As part of the Financial Services Act 2021, Parliament legislated to extend the Undertakings for the Collective Investment in Transferable Securities (UCITS) exemption in The Packaged Retail and Insurance-based Investment Products (PRIIPs) Regulation (as enacted in retained EU law) by 5 years – from 31 December 2021 to 31 December 2026. This extension means that UCITS funds offered to UK retail investors can continue to supply either a PRIIPs key information document or a UCITS key investor information document.

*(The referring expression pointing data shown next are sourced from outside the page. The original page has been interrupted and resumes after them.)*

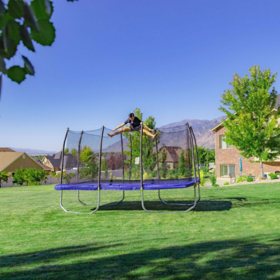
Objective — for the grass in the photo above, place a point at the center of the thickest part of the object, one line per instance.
(233, 234)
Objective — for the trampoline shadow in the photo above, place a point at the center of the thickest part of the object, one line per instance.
(205, 206)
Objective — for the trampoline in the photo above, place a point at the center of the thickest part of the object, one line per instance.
(93, 161)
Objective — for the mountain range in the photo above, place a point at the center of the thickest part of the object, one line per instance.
(202, 130)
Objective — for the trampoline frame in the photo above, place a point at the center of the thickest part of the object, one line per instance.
(195, 165)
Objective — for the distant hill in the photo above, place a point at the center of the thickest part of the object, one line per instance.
(202, 130)
(33, 152)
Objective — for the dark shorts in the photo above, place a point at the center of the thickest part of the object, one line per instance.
(136, 128)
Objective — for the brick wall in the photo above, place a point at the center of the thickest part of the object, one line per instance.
(232, 156)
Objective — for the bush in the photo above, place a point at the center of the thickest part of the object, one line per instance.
(250, 179)
(202, 178)
(28, 176)
(213, 181)
(241, 179)
(273, 176)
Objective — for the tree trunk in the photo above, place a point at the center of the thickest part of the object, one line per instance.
(262, 171)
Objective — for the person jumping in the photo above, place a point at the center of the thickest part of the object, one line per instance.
(134, 125)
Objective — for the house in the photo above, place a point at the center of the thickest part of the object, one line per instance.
(54, 162)
(172, 155)
(5, 149)
(229, 162)
(11, 161)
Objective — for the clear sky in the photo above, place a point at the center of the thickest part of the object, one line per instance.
(171, 58)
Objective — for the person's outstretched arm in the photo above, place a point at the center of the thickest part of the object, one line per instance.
(119, 126)
(145, 126)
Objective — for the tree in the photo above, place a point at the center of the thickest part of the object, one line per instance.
(23, 22)
(89, 165)
(3, 177)
(252, 118)
(206, 156)
(163, 164)
(28, 176)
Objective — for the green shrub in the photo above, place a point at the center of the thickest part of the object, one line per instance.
(3, 177)
(213, 180)
(273, 176)
(202, 178)
(250, 179)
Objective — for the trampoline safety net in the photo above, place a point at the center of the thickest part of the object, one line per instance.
(93, 156)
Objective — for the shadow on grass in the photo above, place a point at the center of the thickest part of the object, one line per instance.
(230, 259)
(205, 205)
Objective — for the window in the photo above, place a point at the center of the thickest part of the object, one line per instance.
(227, 170)
(223, 143)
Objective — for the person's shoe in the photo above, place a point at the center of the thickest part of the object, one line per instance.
(111, 134)
(155, 135)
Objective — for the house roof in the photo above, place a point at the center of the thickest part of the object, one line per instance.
(69, 160)
(7, 158)
(6, 149)
(54, 161)
(172, 153)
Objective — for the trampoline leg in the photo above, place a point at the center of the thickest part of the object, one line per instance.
(75, 212)
(80, 200)
(171, 203)
(94, 210)
(191, 206)
(122, 199)
(61, 203)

The FCA intend to make consequential amendments to the UK PRIIPs Regulatory Technical Standards and the associated Handbook guidance to reflect the new end date of the UCITS exemption in the UK’s PRIIPs Regulation. The FCA will make the required consequential amendments to:
- Article 18 of the PRIIPs Regulatory Technical Standards onshored via the Commission Delegated Regulation (EU) 2017/653 legislation
- COLL 4.7.1A G (1)(b)
- COBS 13.1.1B G (1)
The Canadian Securities Administrators (CSA) has published guidance for investment funds on their disclosure practices that relate to environmental, social and governance (ESG) considerations, particularly funds whose investment objectives reference ESG factors and other funds that use ESG strategies.

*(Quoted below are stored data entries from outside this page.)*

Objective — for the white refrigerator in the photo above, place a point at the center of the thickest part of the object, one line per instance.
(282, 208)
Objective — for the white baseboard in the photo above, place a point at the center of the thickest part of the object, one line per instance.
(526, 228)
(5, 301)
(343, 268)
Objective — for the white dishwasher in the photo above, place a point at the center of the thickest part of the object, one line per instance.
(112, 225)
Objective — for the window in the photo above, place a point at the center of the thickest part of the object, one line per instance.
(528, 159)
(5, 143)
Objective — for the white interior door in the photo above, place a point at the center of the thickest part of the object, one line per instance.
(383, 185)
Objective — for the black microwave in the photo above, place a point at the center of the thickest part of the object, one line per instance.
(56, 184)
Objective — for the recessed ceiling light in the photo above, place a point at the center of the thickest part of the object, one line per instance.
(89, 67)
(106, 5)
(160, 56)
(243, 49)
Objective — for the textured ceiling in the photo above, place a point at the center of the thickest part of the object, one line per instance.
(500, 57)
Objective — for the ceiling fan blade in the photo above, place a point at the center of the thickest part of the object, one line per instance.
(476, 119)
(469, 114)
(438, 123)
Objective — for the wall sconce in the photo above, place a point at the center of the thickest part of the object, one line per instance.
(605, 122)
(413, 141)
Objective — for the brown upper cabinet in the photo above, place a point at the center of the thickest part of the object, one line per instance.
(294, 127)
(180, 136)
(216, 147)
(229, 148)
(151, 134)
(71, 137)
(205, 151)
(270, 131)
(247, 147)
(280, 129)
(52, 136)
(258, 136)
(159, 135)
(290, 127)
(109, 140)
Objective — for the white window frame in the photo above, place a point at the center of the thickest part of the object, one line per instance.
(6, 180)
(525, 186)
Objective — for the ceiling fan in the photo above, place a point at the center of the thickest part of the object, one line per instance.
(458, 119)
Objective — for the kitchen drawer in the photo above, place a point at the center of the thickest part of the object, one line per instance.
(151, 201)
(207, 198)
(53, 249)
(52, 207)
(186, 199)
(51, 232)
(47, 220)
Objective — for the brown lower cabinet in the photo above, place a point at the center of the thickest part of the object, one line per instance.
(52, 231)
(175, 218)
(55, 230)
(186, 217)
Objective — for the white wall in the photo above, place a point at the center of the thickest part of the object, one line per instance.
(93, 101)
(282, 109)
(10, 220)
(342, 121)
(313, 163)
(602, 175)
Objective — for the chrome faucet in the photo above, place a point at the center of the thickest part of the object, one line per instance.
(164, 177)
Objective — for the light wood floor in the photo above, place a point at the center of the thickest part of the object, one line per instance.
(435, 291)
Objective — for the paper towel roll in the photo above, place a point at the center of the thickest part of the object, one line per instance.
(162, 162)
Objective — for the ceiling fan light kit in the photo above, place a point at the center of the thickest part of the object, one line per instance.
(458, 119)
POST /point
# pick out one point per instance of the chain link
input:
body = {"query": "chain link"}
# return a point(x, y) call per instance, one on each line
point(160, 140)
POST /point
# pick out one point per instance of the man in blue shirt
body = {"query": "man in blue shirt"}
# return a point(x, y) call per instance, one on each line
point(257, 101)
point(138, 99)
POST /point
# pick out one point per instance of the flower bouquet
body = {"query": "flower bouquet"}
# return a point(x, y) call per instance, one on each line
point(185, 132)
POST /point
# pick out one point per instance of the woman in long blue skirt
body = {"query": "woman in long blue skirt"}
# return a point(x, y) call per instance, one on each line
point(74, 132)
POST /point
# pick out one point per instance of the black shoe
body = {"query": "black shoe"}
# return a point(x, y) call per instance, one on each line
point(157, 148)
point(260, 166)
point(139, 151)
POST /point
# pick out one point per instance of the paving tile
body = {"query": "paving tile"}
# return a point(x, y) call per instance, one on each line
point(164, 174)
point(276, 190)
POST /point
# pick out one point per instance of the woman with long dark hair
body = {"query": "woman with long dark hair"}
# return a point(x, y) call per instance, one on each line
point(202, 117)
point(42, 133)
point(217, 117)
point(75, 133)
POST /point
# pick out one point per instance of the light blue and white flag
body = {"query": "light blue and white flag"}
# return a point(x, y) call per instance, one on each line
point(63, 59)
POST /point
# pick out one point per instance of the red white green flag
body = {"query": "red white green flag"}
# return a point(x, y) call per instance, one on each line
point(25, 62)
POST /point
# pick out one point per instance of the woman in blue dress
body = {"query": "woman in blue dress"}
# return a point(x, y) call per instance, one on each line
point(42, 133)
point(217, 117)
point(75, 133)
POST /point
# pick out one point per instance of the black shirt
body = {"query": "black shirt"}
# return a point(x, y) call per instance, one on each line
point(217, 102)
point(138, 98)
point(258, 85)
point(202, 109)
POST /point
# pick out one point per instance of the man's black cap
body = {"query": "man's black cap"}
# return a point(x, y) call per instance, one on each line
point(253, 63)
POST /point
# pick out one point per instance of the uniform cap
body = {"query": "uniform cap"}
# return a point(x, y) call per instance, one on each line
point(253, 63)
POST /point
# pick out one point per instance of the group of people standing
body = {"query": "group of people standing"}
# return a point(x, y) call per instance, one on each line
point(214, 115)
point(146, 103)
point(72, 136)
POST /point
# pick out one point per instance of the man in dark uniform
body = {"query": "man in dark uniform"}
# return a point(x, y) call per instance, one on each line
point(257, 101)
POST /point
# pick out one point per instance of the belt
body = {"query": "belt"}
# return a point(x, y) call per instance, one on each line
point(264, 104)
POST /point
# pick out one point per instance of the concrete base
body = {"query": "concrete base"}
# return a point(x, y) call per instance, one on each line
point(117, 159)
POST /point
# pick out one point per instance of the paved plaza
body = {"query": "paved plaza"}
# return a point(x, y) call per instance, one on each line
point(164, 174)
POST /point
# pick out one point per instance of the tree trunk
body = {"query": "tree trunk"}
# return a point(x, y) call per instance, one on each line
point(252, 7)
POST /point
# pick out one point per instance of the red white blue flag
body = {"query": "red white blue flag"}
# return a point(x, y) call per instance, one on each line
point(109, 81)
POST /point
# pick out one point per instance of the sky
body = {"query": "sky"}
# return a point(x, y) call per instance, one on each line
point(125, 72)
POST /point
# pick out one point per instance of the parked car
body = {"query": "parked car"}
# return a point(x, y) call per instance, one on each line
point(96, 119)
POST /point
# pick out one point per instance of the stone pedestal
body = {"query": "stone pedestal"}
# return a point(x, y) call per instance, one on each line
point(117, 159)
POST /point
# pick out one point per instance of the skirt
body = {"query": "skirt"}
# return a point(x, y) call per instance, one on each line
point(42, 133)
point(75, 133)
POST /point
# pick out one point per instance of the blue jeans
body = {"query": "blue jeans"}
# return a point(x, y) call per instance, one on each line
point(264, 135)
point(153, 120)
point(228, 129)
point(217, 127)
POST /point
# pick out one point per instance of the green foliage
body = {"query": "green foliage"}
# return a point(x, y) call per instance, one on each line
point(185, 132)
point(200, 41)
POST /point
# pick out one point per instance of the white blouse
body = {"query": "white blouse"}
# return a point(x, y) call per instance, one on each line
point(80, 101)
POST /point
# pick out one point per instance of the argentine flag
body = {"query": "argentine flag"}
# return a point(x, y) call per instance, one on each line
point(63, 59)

The guidance is based on existing regulatory requirements and addresses areas of disclosure, including investment objectives, fund names, investment strategies, risk disclosure, continuous disclosure and sales communications.
The CSSF have updated the FAQs regarding Virtual Assets. The following questions have been amended:
Question 2. May an AIF invest in virtual assets?

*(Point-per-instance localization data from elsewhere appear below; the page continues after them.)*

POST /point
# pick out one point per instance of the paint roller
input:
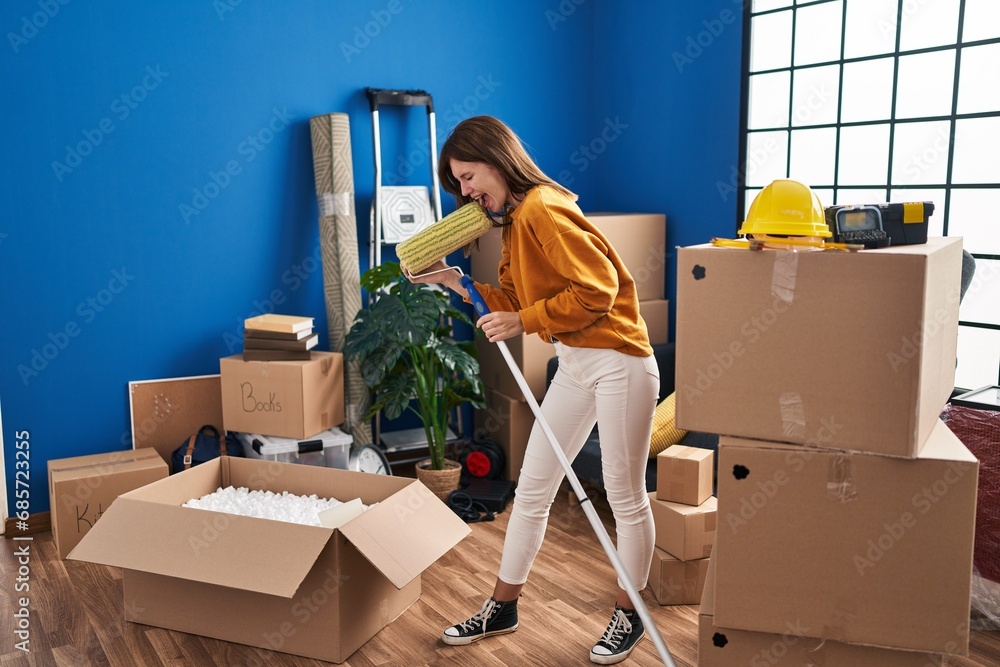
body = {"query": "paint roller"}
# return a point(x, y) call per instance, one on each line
point(436, 242)
point(444, 237)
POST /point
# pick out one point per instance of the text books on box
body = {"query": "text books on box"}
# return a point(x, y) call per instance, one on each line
point(846, 507)
point(272, 337)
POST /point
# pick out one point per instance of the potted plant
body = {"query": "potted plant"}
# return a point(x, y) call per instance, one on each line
point(407, 355)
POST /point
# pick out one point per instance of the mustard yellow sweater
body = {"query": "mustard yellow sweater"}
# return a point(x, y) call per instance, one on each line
point(562, 275)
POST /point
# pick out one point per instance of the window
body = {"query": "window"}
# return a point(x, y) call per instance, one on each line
point(886, 100)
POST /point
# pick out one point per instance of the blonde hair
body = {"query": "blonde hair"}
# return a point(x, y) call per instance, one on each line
point(488, 140)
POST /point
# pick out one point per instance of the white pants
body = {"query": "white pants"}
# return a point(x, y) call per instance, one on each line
point(618, 392)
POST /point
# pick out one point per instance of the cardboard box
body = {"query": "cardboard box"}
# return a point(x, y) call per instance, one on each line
point(858, 547)
point(165, 413)
point(725, 647)
point(531, 354)
point(685, 474)
point(641, 241)
point(845, 350)
point(675, 581)
point(305, 590)
point(656, 315)
point(288, 399)
point(508, 421)
point(686, 532)
point(82, 488)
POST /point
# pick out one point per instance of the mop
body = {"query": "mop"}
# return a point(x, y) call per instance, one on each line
point(436, 242)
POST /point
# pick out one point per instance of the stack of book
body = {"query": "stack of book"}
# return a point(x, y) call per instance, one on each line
point(273, 337)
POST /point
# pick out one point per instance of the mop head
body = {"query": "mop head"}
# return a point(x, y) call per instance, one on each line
point(443, 237)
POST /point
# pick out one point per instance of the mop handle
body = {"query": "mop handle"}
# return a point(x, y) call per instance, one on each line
point(588, 508)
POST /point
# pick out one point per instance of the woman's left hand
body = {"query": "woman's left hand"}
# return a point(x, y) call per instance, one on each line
point(500, 325)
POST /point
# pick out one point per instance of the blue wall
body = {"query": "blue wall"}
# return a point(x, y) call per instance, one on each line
point(126, 251)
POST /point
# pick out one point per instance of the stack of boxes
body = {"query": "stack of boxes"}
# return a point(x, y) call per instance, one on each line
point(846, 507)
point(640, 240)
point(684, 513)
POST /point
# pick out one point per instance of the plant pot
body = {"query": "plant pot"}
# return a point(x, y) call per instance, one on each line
point(440, 482)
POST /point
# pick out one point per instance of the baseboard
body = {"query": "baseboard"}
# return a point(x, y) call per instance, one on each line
point(37, 523)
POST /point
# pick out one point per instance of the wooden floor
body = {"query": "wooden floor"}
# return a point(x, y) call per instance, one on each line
point(76, 613)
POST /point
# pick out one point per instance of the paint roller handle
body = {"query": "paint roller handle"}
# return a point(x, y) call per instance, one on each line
point(477, 299)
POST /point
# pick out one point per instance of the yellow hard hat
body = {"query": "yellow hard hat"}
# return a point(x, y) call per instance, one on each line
point(786, 208)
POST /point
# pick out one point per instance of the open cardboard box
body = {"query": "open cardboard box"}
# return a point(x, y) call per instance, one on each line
point(310, 591)
point(854, 546)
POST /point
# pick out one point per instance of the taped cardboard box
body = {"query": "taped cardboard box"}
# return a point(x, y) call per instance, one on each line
point(686, 532)
point(305, 590)
point(725, 647)
point(508, 421)
point(857, 547)
point(685, 474)
point(842, 350)
point(675, 581)
point(82, 488)
point(288, 399)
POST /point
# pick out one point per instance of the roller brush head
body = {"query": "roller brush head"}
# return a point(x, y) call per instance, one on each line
point(444, 237)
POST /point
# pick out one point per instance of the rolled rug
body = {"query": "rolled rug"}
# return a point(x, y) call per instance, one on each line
point(338, 237)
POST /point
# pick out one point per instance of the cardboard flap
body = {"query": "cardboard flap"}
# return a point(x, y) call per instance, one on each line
point(406, 533)
point(222, 549)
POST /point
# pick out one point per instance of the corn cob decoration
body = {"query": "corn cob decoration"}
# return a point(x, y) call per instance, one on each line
point(444, 237)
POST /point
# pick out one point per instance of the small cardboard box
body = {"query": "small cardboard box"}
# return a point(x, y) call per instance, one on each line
point(82, 488)
point(843, 350)
point(641, 241)
point(686, 532)
point(656, 314)
point(675, 581)
point(306, 590)
point(508, 421)
point(858, 547)
point(725, 647)
point(685, 474)
point(288, 399)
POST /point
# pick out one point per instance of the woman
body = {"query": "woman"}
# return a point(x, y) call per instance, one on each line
point(562, 280)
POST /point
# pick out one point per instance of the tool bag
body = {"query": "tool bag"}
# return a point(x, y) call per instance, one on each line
point(203, 446)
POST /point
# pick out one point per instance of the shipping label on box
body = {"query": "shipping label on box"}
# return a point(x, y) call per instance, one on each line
point(675, 581)
point(686, 532)
point(289, 399)
point(843, 350)
point(308, 590)
point(685, 474)
point(860, 547)
point(82, 488)
point(726, 647)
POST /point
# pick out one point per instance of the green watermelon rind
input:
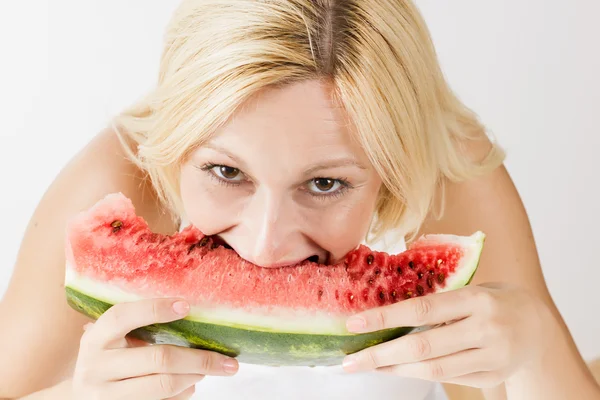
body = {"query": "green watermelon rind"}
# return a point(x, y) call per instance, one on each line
point(256, 345)
point(248, 345)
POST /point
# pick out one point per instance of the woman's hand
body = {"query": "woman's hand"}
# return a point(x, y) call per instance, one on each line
point(109, 367)
point(487, 333)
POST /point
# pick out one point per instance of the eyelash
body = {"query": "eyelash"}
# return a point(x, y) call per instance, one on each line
point(344, 184)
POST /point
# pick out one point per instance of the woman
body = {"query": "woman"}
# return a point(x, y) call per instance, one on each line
point(294, 129)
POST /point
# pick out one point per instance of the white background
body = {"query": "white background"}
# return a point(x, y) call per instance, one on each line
point(530, 69)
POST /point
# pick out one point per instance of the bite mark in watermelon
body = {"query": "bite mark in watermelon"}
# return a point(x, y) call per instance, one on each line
point(292, 315)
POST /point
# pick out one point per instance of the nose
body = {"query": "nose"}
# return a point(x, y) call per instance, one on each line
point(271, 232)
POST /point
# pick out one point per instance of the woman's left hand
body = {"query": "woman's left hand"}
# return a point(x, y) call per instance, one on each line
point(488, 332)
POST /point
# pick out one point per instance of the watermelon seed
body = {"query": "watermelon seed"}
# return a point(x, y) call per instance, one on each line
point(116, 225)
point(441, 277)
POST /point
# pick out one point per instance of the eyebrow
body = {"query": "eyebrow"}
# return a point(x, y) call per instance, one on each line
point(334, 163)
point(329, 164)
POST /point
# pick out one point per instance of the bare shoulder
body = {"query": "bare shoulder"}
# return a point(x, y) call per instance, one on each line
point(40, 344)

Question 5. May a Luxembourg depositary act as depositary for investment funds investing directly in virtual assets?
The Spanish Official State Gazette (BOE) has published the new CNMV Circular on the advertising of crypto-assets for investment purposes, which establishes the rules, principles and criteria to which this advertising activity must be subject. The aim is to ensure that the advertising of the products offers true, understandable and not misleading content, and includes a prominent warning of the associated risks.
The European Commission has published rules to permanently lower the initial net short position reporting threshold from 0.2 per cent to 0.1 per cent under the EU Short Selling Regulation (EU SSR).
The lower disclosure threshold of 0.1 per cent took effect on 31 January 2022.
The Irish takeover Panel has published a consultation setting out proposals to amend the Irish Takeover Panel Act 1997, Takeover Rules, 2013 (the “Rules”) and the Irish Takeover Panel Act 1997, Substantial Acquisition Rules, 2007 (the “SARs”).
The current disclosure regime under the Rules is based on “dealings” undertaken by persons subject to the regime and not “positions” held by them. In order to provide greater transparency as to where voting control of relevant securities lies it is proposed, in line with the Code, to introduce a requirement for certain parties to make a public opening position disclosure disclosing their positions.
On 11th January 2022, the FSC published a notice of draft amendments to Article 43-1, Article 178-1, and Article 183 of the Securities and Exchange Act.
The amendment revises the threshold for the declaration and announcement of large shareholdings from the current 10% to 5%. In order to allow sufficient time to prepare and respond to the formulation or amendment of relevant supporting laws and regulations and the adjustment of external practical operations, a one-year buffer period has been proposed.
It has also been proposed that the upper limit of fines imposed by securities firms, securities service enterprises and securities-related institutions be increased from NT$4.8 million to NT$6 million.